Arkan bergeser ke sisi yang ditunjuk Hana dan mulai mengarahkan tongkatnya. Satu butir jatuh, membuatnya berseru kegirangan. Ivan dan Dirga, sahabat suaminya yang berdiri di beranda masjid berteriak-teriak dengan nada meledek.

Hana baru akan bicara lagi saat terasa getaran di saku dasternya. Diulurkannya tangan, mengeluarkan ponsel dan menemukan sebuah pesan Telegram. Penasaran, dibukanya pesan yang berasal dari pengguna tak dikenal tersebut.

[Aku penasaran kenapa laki-laki ini mau jadi suamimu.

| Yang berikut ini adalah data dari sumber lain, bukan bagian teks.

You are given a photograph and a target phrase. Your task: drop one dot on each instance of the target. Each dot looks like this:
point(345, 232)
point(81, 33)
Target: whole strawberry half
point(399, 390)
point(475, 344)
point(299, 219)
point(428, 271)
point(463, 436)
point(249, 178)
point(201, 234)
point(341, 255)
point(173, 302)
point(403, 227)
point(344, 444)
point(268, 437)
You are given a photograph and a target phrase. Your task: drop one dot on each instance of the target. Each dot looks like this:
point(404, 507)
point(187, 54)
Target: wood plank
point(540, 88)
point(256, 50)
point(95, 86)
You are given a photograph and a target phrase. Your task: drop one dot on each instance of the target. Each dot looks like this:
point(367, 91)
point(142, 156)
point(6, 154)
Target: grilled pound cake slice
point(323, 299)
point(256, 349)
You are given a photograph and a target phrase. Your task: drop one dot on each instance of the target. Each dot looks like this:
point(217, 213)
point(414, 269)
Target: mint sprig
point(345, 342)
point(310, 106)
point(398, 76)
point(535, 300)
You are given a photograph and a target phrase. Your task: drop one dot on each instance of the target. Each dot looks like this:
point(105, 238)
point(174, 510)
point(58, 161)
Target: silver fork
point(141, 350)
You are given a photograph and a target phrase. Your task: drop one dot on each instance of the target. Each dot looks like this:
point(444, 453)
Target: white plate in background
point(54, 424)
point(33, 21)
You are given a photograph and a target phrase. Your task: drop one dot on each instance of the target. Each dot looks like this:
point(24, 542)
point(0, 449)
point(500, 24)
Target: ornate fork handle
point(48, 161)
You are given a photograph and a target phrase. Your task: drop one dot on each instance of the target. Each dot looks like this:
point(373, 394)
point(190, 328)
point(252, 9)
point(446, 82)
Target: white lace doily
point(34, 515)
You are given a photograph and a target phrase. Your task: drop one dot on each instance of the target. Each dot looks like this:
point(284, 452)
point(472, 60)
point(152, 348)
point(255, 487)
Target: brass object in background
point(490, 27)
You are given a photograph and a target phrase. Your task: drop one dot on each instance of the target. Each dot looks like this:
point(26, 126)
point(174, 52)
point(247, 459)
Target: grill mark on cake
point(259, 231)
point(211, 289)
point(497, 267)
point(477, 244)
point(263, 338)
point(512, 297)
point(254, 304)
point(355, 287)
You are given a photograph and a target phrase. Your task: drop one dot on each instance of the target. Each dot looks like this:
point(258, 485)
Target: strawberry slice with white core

Memangnya pantas seorang jalang menikah dengan anak kyai? Dan aku juga pengen tahu. Apa kamu menjebaknya? Atau kamu menggoda dia dan kalian ‘terpeleset’?]

Tubuh Hana merinding hebat membaca pesan itu. Dia baru akan membalas saat dua pesan lain masuk secara bersamaan.

[Bodoh sekali laki-laki itu kalau dia yang suka dan ngajak kamu nikah. Seharusnya dia punya pilihan lebih baik dibanding perempuan jalang seperti kamu]

[Gimana kalau kita bermain kayak dulu lagi? Aku mau lihat gimana tanggapan netizen santri se-Indonesia kalau tahu ternyata menantu Kyai terbaik di Kediri ternyata bukan orang suci kayak yang mereka pikir?]